The Libyan president, Gaddafi, wants the Aouzou Strip and maintains that Libya has a historic claim to it. In 1980 he sends his tanks across the border in support of one of the Frolinat leaders, Goukouni Oueddi, who is willing to cede him the territory. Civil war continues for several years between Oueddi and his main rival, Hissen Habré, each in turn claiming to be in charge of the national government.

In 1982 Habré establishes some measure of central control, though the entire north of the country is in the hands of Oueddi with the support of Libyan troops. During the 1980s Libya continues to send military excursions deep into Chad, but with US and French assistance Habré is able to repel them.

However there is no French support when Habré faces a military campaign launched against him in 1990 by one of his military advisers, Idriss Déby. At the end of the year Habré flees into neighbouring Cameroon. Déby forms a new government with himself as president.

Déby denies reports that his coup has had Libyan support, but one of his first achievements in government is persuading Libya to submit the dispute over the Aouzou Strip to the International Court of Justice. The court in 1994 awards the entire strip to Chad.

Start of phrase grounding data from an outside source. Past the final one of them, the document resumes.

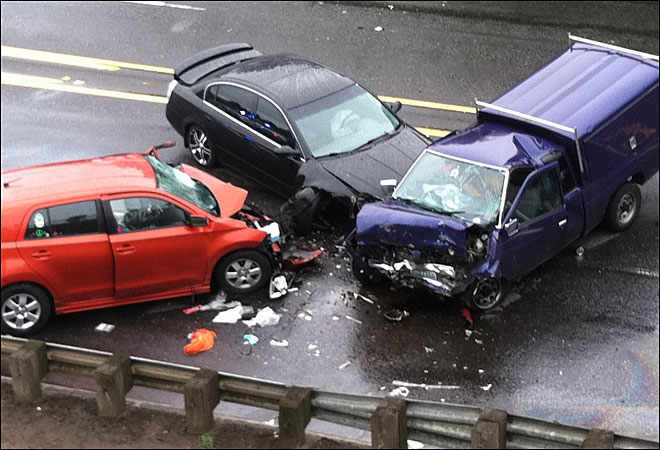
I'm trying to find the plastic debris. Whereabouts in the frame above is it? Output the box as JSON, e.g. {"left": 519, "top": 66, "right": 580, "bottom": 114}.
{"left": 95, "top": 323, "right": 115, "bottom": 332}
{"left": 269, "top": 339, "right": 289, "bottom": 347}
{"left": 387, "top": 4, "right": 394, "bottom": 10}
{"left": 212, "top": 304, "right": 244, "bottom": 324}
{"left": 474, "top": 339, "right": 483, "bottom": 345}
{"left": 465, "top": 329, "right": 473, "bottom": 338}
{"left": 243, "top": 334, "right": 259, "bottom": 346}
{"left": 243, "top": 307, "right": 281, "bottom": 327}
{"left": 345, "top": 315, "right": 362, "bottom": 325}
{"left": 424, "top": 346, "right": 434, "bottom": 353}
{"left": 241, "top": 306, "right": 255, "bottom": 319}
{"left": 338, "top": 361, "right": 351, "bottom": 370}
{"left": 407, "top": 440, "right": 424, "bottom": 449}
{"left": 461, "top": 308, "right": 474, "bottom": 327}
{"left": 478, "top": 369, "right": 485, "bottom": 374}
{"left": 184, "top": 292, "right": 239, "bottom": 314}
{"left": 481, "top": 384, "right": 493, "bottom": 391}
{"left": 184, "top": 329, "right": 217, "bottom": 355}
{"left": 351, "top": 291, "right": 375, "bottom": 305}
{"left": 576, "top": 246, "right": 585, "bottom": 261}
{"left": 308, "top": 344, "right": 318, "bottom": 350}
{"left": 384, "top": 309, "right": 409, "bottom": 321}
{"left": 388, "top": 386, "right": 409, "bottom": 397}
{"left": 269, "top": 274, "right": 289, "bottom": 300}
{"left": 283, "top": 245, "right": 323, "bottom": 269}
{"left": 374, "top": 26, "right": 384, "bottom": 32}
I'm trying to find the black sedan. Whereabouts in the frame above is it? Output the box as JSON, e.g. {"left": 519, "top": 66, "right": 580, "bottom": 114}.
{"left": 166, "top": 43, "right": 430, "bottom": 232}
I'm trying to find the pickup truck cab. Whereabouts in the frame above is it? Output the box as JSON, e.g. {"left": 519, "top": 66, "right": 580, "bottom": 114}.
{"left": 349, "top": 35, "right": 659, "bottom": 310}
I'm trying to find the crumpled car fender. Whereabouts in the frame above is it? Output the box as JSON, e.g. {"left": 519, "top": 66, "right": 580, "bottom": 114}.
{"left": 296, "top": 160, "right": 357, "bottom": 199}
{"left": 473, "top": 229, "right": 503, "bottom": 279}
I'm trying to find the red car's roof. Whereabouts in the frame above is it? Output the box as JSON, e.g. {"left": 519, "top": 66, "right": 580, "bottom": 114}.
{"left": 1, "top": 154, "right": 157, "bottom": 204}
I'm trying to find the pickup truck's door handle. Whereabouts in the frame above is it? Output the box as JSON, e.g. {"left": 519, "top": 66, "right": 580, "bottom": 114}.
{"left": 31, "top": 250, "right": 52, "bottom": 260}
{"left": 558, "top": 219, "right": 568, "bottom": 227}
{"left": 115, "top": 245, "right": 136, "bottom": 255}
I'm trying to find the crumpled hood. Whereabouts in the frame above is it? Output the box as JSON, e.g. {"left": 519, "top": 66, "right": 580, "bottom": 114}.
{"left": 317, "top": 127, "right": 427, "bottom": 198}
{"left": 356, "top": 199, "right": 471, "bottom": 260}
{"left": 179, "top": 164, "right": 247, "bottom": 217}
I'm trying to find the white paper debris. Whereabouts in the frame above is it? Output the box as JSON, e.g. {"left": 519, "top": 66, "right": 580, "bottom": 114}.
{"left": 481, "top": 384, "right": 493, "bottom": 391}
{"left": 213, "top": 305, "right": 243, "bottom": 323}
{"left": 424, "top": 346, "right": 434, "bottom": 353}
{"left": 338, "top": 361, "right": 351, "bottom": 370}
{"left": 95, "top": 323, "right": 115, "bottom": 332}
{"left": 242, "top": 307, "right": 281, "bottom": 327}
{"left": 269, "top": 339, "right": 289, "bottom": 348}
{"left": 308, "top": 344, "right": 318, "bottom": 350}
{"left": 374, "top": 26, "right": 383, "bottom": 32}
{"left": 389, "top": 386, "right": 409, "bottom": 397}
{"left": 407, "top": 440, "right": 424, "bottom": 449}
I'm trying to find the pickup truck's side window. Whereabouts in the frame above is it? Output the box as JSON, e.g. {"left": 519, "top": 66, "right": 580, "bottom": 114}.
{"left": 514, "top": 170, "right": 563, "bottom": 224}
{"left": 503, "top": 168, "right": 533, "bottom": 219}
{"left": 558, "top": 155, "right": 577, "bottom": 194}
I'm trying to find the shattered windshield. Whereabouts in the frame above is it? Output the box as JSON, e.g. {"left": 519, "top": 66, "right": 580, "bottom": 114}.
{"left": 290, "top": 84, "right": 400, "bottom": 158}
{"left": 394, "top": 151, "right": 507, "bottom": 225}
{"left": 145, "top": 155, "right": 220, "bottom": 216}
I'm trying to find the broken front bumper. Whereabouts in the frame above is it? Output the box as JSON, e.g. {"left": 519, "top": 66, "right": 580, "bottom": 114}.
{"left": 367, "top": 258, "right": 472, "bottom": 297}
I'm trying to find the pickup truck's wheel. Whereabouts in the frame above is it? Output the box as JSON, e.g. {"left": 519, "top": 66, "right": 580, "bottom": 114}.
{"left": 463, "top": 277, "right": 508, "bottom": 311}
{"left": 215, "top": 250, "right": 272, "bottom": 294}
{"left": 1, "top": 284, "right": 52, "bottom": 337}
{"left": 351, "top": 255, "right": 385, "bottom": 286}
{"left": 605, "top": 182, "right": 641, "bottom": 232}
{"left": 187, "top": 125, "right": 217, "bottom": 167}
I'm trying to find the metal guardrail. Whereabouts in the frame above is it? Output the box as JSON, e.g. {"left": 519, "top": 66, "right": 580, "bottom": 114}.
{"left": 1, "top": 335, "right": 657, "bottom": 449}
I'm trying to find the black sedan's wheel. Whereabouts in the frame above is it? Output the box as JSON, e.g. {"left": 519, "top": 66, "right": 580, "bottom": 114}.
{"left": 463, "top": 277, "right": 507, "bottom": 311}
{"left": 215, "top": 250, "right": 272, "bottom": 294}
{"left": 604, "top": 182, "right": 641, "bottom": 232}
{"left": 187, "top": 125, "right": 216, "bottom": 167}
{"left": 1, "top": 284, "right": 52, "bottom": 337}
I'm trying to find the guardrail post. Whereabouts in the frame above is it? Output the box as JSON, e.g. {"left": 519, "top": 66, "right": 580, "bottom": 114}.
{"left": 581, "top": 428, "right": 614, "bottom": 449}
{"left": 471, "top": 408, "right": 508, "bottom": 449}
{"left": 8, "top": 340, "right": 48, "bottom": 403}
{"left": 93, "top": 355, "right": 133, "bottom": 417}
{"left": 279, "top": 386, "right": 312, "bottom": 447}
{"left": 184, "top": 369, "right": 220, "bottom": 434}
{"left": 371, "top": 397, "right": 407, "bottom": 449}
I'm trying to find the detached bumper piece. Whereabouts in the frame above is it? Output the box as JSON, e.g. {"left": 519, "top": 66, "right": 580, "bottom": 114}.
{"left": 368, "top": 259, "right": 471, "bottom": 297}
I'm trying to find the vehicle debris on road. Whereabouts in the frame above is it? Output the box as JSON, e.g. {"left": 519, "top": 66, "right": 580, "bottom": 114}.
{"left": 243, "top": 334, "right": 259, "bottom": 346}
{"left": 183, "top": 329, "right": 217, "bottom": 356}
{"left": 94, "top": 323, "right": 115, "bottom": 333}
{"left": 269, "top": 339, "right": 289, "bottom": 347}
{"left": 243, "top": 307, "right": 281, "bottom": 327}
{"left": 384, "top": 308, "right": 409, "bottom": 322}
{"left": 212, "top": 305, "right": 244, "bottom": 324}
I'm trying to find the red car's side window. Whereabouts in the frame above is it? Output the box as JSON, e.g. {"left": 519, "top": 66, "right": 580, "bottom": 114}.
{"left": 25, "top": 201, "right": 100, "bottom": 240}
{"left": 109, "top": 197, "right": 188, "bottom": 233}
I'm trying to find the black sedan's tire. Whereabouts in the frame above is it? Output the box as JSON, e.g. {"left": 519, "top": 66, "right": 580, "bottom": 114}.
{"left": 1, "top": 284, "right": 52, "bottom": 337}
{"left": 187, "top": 125, "right": 217, "bottom": 167}
{"left": 215, "top": 250, "right": 272, "bottom": 294}
{"left": 604, "top": 182, "right": 641, "bottom": 232}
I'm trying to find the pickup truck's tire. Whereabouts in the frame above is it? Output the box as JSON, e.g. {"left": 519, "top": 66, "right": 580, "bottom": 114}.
{"left": 604, "top": 182, "right": 641, "bottom": 232}
{"left": 463, "top": 277, "right": 508, "bottom": 311}
{"left": 351, "top": 255, "right": 385, "bottom": 286}
{"left": 1, "top": 284, "right": 52, "bottom": 337}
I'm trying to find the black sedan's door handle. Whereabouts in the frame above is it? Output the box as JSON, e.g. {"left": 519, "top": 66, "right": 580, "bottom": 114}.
{"left": 203, "top": 114, "right": 213, "bottom": 123}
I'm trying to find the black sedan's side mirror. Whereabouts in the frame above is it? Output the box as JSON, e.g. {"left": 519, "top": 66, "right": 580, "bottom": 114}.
{"left": 387, "top": 101, "right": 403, "bottom": 114}
{"left": 273, "top": 145, "right": 300, "bottom": 157}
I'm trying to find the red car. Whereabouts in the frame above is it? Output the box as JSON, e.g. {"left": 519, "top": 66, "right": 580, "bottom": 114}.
{"left": 1, "top": 143, "right": 279, "bottom": 336}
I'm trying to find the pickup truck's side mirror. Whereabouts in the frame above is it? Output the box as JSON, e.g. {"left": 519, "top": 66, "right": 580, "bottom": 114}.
{"left": 504, "top": 218, "right": 519, "bottom": 236}
{"left": 387, "top": 101, "right": 403, "bottom": 114}
{"left": 188, "top": 215, "right": 209, "bottom": 227}
{"left": 273, "top": 145, "right": 300, "bottom": 157}
{"left": 380, "top": 179, "right": 397, "bottom": 197}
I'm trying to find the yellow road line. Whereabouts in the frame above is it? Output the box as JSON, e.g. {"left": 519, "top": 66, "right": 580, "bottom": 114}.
{"left": 1, "top": 72, "right": 451, "bottom": 135}
{"left": 2, "top": 46, "right": 473, "bottom": 114}
{"left": 378, "top": 95, "right": 476, "bottom": 114}
{"left": 1, "top": 72, "right": 168, "bottom": 104}
{"left": 1, "top": 45, "right": 174, "bottom": 74}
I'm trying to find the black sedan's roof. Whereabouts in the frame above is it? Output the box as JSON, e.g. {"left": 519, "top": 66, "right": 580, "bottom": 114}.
{"left": 214, "top": 54, "right": 355, "bottom": 110}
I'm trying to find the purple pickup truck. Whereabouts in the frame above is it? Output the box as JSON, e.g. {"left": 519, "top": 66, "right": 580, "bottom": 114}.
{"left": 348, "top": 35, "right": 659, "bottom": 311}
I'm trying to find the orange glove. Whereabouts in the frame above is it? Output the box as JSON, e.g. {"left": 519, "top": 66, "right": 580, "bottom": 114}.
{"left": 183, "top": 329, "right": 217, "bottom": 356}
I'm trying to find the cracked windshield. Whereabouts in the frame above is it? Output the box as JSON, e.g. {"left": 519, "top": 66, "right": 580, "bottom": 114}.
{"left": 395, "top": 151, "right": 507, "bottom": 225}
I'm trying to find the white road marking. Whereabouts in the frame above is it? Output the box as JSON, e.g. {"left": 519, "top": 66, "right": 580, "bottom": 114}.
{"left": 121, "top": 1, "right": 206, "bottom": 11}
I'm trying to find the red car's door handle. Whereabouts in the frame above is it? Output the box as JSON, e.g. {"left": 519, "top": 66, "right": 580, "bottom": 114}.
{"left": 115, "top": 245, "right": 136, "bottom": 255}
{"left": 31, "top": 250, "right": 52, "bottom": 259}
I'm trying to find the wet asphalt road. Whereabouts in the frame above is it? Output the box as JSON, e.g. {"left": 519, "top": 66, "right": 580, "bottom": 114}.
{"left": 1, "top": 1, "right": 659, "bottom": 442}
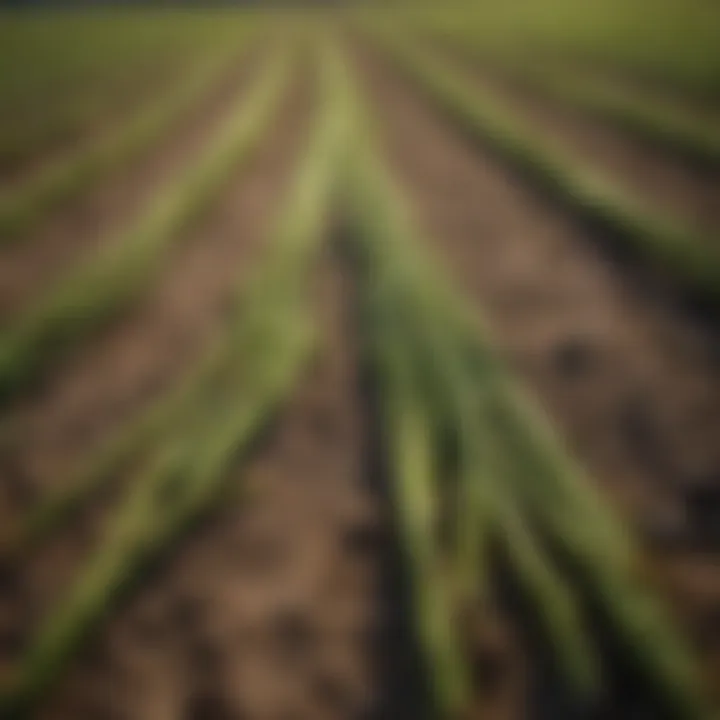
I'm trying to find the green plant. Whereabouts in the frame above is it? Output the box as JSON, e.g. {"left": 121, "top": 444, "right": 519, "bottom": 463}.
{"left": 424, "top": 33, "right": 720, "bottom": 167}
{"left": 340, "top": 51, "right": 709, "bottom": 716}
{"left": 0, "top": 41, "right": 351, "bottom": 717}
{"left": 363, "top": 30, "right": 720, "bottom": 314}
{"left": 0, "top": 40, "right": 254, "bottom": 243}
{"left": 0, "top": 51, "right": 290, "bottom": 405}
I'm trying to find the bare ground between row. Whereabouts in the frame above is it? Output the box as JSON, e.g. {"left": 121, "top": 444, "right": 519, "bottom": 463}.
{"left": 0, "top": 66, "right": 313, "bottom": 573}
{"left": 0, "top": 73, "right": 316, "bottom": 718}
{"left": 532, "top": 52, "right": 720, "bottom": 127}
{"left": 474, "top": 69, "right": 720, "bottom": 236}
{"left": 355, "top": 47, "right": 720, "bottom": 700}
{"left": 427, "top": 43, "right": 720, "bottom": 237}
{"left": 0, "top": 47, "right": 263, "bottom": 324}
{"left": 0, "top": 50, "right": 214, "bottom": 191}
{"left": 10, "top": 249, "right": 412, "bottom": 720}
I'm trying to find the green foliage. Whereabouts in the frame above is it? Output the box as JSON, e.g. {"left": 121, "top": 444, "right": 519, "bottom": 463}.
{"left": 0, "top": 41, "right": 349, "bottom": 718}
{"left": 0, "top": 42, "right": 253, "bottom": 243}
{"left": 364, "top": 31, "right": 720, "bottom": 314}
{"left": 375, "top": 0, "right": 720, "bottom": 99}
{"left": 0, "top": 51, "right": 290, "bottom": 404}
{"left": 429, "top": 37, "right": 720, "bottom": 167}
{"left": 340, "top": 44, "right": 710, "bottom": 718}
{"left": 0, "top": 11, "right": 263, "bottom": 163}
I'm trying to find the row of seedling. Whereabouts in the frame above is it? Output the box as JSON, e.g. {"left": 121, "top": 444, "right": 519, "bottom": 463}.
{"left": 385, "top": 0, "right": 720, "bottom": 105}
{"left": 361, "top": 28, "right": 720, "bottom": 315}
{"left": 339, "top": 56, "right": 711, "bottom": 718}
{"left": 0, "top": 31, "right": 712, "bottom": 720}
{"left": 0, "top": 15, "right": 257, "bottom": 166}
{"left": 0, "top": 46, "right": 351, "bottom": 718}
{"left": 0, "top": 36, "right": 259, "bottom": 244}
{"left": 0, "top": 49, "right": 291, "bottom": 404}
{"left": 420, "top": 30, "right": 720, "bottom": 167}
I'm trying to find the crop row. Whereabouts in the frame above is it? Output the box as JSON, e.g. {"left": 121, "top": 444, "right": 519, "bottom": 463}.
{"left": 0, "top": 50, "right": 290, "bottom": 405}
{"left": 361, "top": 29, "right": 720, "bottom": 315}
{"left": 0, "top": 42, "right": 349, "bottom": 718}
{"left": 0, "top": 13, "right": 262, "bottom": 163}
{"left": 0, "top": 25, "right": 714, "bottom": 720}
{"left": 420, "top": 32, "right": 720, "bottom": 167}
{"left": 379, "top": 0, "right": 720, "bottom": 103}
{"left": 0, "top": 40, "right": 256, "bottom": 243}
{"left": 337, "top": 45, "right": 711, "bottom": 719}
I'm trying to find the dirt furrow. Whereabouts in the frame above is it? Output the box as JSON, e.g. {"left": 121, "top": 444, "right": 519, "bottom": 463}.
{"left": 0, "top": 49, "right": 261, "bottom": 323}
{"left": 0, "top": 69, "right": 311, "bottom": 526}
{"left": 357, "top": 50, "right": 720, "bottom": 697}
{"left": 0, "top": 55, "right": 198, "bottom": 189}
{"left": 0, "top": 70, "right": 315, "bottom": 700}
{"left": 534, "top": 52, "right": 720, "bottom": 124}
{"left": 464, "top": 65, "right": 720, "bottom": 236}
{"left": 27, "top": 250, "right": 396, "bottom": 720}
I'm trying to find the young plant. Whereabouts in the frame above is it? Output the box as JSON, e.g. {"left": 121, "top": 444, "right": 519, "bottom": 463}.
{"left": 341, "top": 51, "right": 710, "bottom": 717}
{"left": 0, "top": 51, "right": 291, "bottom": 405}
{"left": 363, "top": 29, "right": 720, "bottom": 314}
{"left": 0, "top": 42, "right": 351, "bottom": 718}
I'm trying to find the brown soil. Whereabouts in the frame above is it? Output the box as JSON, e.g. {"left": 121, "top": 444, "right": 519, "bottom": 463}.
{"left": 0, "top": 54, "right": 200, "bottom": 188}
{"left": 533, "top": 62, "right": 720, "bottom": 134}
{"left": 426, "top": 47, "right": 720, "bottom": 237}
{"left": 0, "top": 50, "right": 262, "bottom": 323}
{"left": 355, "top": 46, "right": 720, "bottom": 707}
{"left": 0, "top": 67, "right": 311, "bottom": 531}
{"left": 9, "top": 249, "right": 414, "bottom": 720}
{"left": 0, "top": 70, "right": 319, "bottom": 720}
{"left": 523, "top": 48, "right": 720, "bottom": 123}
{"left": 475, "top": 70, "right": 720, "bottom": 236}
{"left": 0, "top": 80, "right": 316, "bottom": 698}
{"left": 2, "top": 37, "right": 720, "bottom": 720}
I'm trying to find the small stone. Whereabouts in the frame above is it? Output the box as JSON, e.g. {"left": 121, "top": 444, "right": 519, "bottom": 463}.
{"left": 184, "top": 690, "right": 238, "bottom": 720}
{"left": 552, "top": 337, "right": 596, "bottom": 378}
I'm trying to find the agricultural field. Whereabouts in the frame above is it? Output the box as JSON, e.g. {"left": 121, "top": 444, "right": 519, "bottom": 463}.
{"left": 0, "top": 3, "right": 719, "bottom": 719}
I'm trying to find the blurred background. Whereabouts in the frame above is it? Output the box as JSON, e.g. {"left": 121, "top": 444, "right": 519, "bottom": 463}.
{"left": 0, "top": 1, "right": 718, "bottom": 719}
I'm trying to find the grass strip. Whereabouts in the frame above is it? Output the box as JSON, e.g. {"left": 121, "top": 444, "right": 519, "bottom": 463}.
{"left": 0, "top": 42, "right": 351, "bottom": 717}
{"left": 0, "top": 51, "right": 290, "bottom": 406}
{"left": 489, "top": 374, "right": 708, "bottom": 717}
{"left": 339, "top": 57, "right": 476, "bottom": 714}
{"left": 0, "top": 41, "right": 253, "bottom": 243}
{"left": 341, "top": 50, "right": 710, "bottom": 716}
{"left": 363, "top": 29, "right": 720, "bottom": 313}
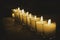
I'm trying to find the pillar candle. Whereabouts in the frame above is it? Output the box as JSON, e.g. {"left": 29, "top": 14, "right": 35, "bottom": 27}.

On his accession to power, Déby promises multi-party democracy. It takes a long time coming, while war continues between rival factions during a protracted period of transitional government. But in 1996 there is improvement on both fronts. More than a dozen rebel groups sign peace agreements with the government, bringing fighting to an end. And a multiparty presidential election is held.

There are widespread accusations of electoral fraud but the incumbent president, Idriss Démy, is elected with 69% of the vote. In 1997 Démy's party, the Patriotic Salvation Movement, also wins more seats than any other party in the national assembly.

In February 2000 former president Habré, living in exile in Senegal, is arrested and brought before a Senegalese court on charges of torture and barbarity. The indictment details 97 cases of political murder and many others of torture and 'disappearances'.